Within minutes the first drops of rain were upon us, there were flashes of lightning mixed in with the black clouds and the formerly gentle Caribbean breeze began to pummel us with heavy wind and rain from the east. Yet it was now frighteningly clear that our fearless skipper intended to outrun this storm and return us to Playa. Steve, who was awake again, seemed to actually be revitalized by the sudden turn in the weather and was now standing up in the bow, arms spread, head tilted back, mouth open and laughing hysterically as he attempted to suck up as much of the storms watery offering as possible. Have I mentioned that the top of his head was really sunburned? Now traveling over the water’s surface at fifteen or twenty knots I turned around and noticed our four fishing lines, weights and bait were still bouncing along thirty or forty feet behind our boat but only coming in contact with the water every two or three seconds as each time they came in contact with the sea they were flung high back into the air only to return again in a now tangled mess.

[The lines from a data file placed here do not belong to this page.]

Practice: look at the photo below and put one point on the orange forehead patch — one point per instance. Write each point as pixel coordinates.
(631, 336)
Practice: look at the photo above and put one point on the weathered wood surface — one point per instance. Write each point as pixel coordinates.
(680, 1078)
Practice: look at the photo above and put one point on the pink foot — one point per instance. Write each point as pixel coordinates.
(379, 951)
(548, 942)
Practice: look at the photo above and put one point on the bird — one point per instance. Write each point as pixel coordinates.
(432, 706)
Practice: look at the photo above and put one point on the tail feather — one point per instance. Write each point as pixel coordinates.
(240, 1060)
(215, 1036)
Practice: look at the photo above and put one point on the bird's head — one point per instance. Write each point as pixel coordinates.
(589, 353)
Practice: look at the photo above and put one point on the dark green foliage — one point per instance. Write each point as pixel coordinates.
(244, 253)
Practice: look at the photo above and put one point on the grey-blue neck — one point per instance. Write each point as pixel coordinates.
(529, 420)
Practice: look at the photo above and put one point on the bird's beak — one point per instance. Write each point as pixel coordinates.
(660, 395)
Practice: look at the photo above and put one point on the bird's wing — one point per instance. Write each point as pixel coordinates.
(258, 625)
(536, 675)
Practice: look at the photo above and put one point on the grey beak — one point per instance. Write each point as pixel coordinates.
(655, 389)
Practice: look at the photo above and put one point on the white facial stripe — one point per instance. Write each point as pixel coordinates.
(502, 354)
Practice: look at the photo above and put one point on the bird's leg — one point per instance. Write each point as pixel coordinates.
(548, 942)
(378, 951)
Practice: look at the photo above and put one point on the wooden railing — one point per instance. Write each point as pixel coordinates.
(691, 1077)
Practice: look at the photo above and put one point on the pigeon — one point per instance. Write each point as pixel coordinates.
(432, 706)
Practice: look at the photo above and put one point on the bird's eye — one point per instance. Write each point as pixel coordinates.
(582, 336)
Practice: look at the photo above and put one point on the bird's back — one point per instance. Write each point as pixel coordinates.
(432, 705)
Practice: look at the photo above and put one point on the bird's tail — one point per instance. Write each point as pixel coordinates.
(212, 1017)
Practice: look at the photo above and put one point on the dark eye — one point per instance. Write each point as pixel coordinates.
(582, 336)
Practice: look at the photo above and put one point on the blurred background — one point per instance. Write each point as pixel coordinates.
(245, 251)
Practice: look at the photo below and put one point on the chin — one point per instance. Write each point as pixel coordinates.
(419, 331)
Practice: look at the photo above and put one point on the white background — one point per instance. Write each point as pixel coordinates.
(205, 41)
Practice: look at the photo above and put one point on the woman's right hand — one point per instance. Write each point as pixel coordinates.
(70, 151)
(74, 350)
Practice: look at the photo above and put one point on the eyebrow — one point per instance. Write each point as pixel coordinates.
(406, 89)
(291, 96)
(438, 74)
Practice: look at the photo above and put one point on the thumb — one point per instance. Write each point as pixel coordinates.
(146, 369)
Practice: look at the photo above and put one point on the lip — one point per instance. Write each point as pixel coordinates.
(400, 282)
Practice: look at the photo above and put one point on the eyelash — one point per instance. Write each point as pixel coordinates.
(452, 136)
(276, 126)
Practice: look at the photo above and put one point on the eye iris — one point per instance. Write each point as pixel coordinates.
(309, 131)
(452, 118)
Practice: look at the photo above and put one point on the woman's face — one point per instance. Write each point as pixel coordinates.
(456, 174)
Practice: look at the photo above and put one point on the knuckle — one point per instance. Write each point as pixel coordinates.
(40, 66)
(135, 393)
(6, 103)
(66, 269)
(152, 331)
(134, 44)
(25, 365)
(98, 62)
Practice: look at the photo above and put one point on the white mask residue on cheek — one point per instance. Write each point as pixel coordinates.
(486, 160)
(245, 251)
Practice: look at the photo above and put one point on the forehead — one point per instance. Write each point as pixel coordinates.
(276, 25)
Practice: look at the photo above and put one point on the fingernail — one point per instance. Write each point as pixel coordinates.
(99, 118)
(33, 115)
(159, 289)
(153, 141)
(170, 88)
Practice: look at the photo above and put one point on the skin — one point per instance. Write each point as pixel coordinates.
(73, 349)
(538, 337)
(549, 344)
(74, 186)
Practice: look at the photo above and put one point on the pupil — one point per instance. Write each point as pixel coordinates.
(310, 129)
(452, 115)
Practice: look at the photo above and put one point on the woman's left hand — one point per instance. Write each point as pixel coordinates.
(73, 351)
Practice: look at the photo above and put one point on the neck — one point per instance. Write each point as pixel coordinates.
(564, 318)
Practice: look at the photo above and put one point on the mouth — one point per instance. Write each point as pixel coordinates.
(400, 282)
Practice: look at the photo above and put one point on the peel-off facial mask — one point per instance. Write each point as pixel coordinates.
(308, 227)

It was really raining hard by now. José was hunkered down behind the helm and under the three foot canvas while Steve and I were perched in the bow holding onto to the gunwales for dear life as we bounced over the open waves completely soaked to the bones. José’s maniacal smile and beaming white teeth clearly indicated that he was enjoying his duel with Mother Nature and he clearly intended to outrun her. But alas, this storm was coming not from behind us from the south but from alongside of us from the east. Steve and I seemed keenly aware that we would simply soon be enveloped by the tempest but Jose appeared totally oblivious to our now obvious fate and continued to look back over his shoulder and laugh at his imagined victory.

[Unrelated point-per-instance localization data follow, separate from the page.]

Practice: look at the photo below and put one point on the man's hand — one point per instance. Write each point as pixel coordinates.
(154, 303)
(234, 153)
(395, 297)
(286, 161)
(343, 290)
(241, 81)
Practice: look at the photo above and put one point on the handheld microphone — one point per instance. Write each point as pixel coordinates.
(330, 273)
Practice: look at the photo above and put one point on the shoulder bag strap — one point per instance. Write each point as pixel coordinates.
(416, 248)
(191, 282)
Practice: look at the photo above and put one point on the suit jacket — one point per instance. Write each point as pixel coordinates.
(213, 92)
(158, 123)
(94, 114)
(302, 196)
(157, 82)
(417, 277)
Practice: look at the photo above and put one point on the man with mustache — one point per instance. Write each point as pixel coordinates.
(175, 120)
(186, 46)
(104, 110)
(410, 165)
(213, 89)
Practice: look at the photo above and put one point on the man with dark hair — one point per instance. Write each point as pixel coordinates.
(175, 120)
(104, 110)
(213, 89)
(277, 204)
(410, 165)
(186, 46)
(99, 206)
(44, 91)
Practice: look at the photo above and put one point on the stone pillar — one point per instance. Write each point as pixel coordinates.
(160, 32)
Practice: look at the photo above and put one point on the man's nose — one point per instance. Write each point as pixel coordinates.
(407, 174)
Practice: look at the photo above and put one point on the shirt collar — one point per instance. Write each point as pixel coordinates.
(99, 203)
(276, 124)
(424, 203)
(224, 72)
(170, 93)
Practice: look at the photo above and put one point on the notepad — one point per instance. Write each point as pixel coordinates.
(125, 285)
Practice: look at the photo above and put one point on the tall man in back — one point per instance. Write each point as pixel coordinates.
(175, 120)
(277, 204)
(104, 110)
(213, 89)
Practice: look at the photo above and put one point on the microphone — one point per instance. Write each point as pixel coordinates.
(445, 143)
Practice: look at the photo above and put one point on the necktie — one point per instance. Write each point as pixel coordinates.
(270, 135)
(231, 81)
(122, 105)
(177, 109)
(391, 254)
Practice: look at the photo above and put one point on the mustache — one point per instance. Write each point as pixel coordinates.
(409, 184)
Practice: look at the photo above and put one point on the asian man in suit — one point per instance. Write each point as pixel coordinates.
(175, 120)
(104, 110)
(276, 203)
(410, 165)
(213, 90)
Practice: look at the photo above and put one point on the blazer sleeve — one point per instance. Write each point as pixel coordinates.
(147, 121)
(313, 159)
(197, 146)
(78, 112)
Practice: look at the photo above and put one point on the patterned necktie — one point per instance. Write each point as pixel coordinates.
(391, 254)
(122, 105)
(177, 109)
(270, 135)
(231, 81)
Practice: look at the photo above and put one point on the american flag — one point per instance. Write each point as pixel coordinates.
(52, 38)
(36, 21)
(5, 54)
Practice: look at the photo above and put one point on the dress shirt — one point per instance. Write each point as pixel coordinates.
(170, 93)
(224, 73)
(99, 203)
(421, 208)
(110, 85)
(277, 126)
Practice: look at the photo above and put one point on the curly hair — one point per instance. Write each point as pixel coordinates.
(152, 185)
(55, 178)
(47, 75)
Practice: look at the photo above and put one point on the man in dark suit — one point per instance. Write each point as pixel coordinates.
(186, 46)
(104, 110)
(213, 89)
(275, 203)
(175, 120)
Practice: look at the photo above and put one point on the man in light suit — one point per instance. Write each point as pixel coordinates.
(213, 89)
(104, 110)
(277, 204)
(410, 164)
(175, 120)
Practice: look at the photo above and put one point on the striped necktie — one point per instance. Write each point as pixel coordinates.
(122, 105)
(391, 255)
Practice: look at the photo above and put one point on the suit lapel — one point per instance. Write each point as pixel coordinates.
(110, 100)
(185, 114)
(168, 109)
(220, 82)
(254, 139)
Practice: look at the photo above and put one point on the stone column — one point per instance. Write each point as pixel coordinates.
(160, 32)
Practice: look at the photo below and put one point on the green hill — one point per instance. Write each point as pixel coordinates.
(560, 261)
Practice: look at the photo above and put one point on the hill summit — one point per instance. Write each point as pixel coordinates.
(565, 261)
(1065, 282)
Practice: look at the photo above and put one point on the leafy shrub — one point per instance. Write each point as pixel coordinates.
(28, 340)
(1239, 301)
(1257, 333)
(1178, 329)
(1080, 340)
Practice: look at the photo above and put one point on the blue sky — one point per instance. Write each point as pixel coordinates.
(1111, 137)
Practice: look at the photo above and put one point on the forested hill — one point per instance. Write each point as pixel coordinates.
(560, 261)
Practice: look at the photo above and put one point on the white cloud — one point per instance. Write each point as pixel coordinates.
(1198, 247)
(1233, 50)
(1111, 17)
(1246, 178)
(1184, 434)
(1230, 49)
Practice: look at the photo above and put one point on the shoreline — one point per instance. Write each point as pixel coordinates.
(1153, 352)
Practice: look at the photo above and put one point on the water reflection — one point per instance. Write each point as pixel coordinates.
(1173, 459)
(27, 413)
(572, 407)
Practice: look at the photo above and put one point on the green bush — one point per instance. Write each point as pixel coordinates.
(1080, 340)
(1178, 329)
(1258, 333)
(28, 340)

In the end of course, we made it home. Battered, wet and weary, the weather conditions were completely the opposite from when we had left that morning but the water was still waist deep blah blah blah…… not that it mattered much because by the time we got back to Playa we were already soaked from “stem to stern” as the old nautical saying goes. We waded to shore accompanied by our scurrilous skipper who not only did we pay our one hundred and fifty dollars to but we also gave him a twenty dollar tip. Just glad to be back on solid land I guess. It was still pouring down rain when we got off the boat but we demanded that José clean our catch which consisted in total of four six inch mature yellowtail snappers and deliver it personally to our house.

While we trudged down the beach and back to the house Steve and I tried to decide what we would tell our wives about our fishing excursion. Steve suggested foolishly that we just tell them the truth about our day. No way!!” I said. “Why not?” said Steve. “Well….. because they would never believe us! “Why don’t you just tell them whatever comes off the top of your head.” I said. “Speaking of the top of your head, let’s get home. It’s almost cocktail hour.”